Dios, que nos ha regalado el maravilloso don de la fe, quiere que lo vivamos, que lo acrecentemos y que lo aprovechemos de forma concreta. Llama la atención el hecho de que frecuentemente Jesús, tras curar milagrosamente a una persona, le dijera: “Tu fe te ha salvado” (Mc 5,34). La fe puesta en práctica es como la condición por nuestra parte para que Dios pueda obrar. Él quiere que creamos, y nos va quedando claro por qué.

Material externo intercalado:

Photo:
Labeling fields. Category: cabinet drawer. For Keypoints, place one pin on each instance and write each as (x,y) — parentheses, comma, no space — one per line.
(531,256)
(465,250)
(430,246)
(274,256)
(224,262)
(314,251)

La fe glorifica a Dios y ennoblece al hombre. Dios es glorificado porque el hombre, cuando cree, pone su confianza en Él y en su Revelación, a pesar de que no lo vea. El hombre le da a Dios un “voto de confianza”, por expresarlo en términos humanos. ¡Le cree a Dios más que a sí mismo! Evidentemente esto glorifica a Dios, pues le permite actuar y manifestar cada vez más su amor. El creyente se vuelve testigo de su obra y de su amor y, a su vez, proclama la gloria de Dios. María, la Madre de Dios, le creyó al ángel y, al saludar a Isabel, exclamó: “Proclama mi alma la grandeza del Señor” (Lc 1,46).
El hombre es ennoblecido por la fe, porque ya en su vida terrena participa conscientemente en el reinado de Dios. Gracias a la fe, vive ya aquí en la Tierra su vocación de hijo de Dios y descubre cada vez más aquello para lo cual Dios lo llamó a la vida.
Podemos y debemos pedirle al Señor que aumente nuestra fe (cf.Lc 17,5-10). Nunca será lo suficientemente grande; pero cuanto más grande sea, tanta más gloria dará a Dios, cuyo nombre ha de ser conocido en todo el mundo.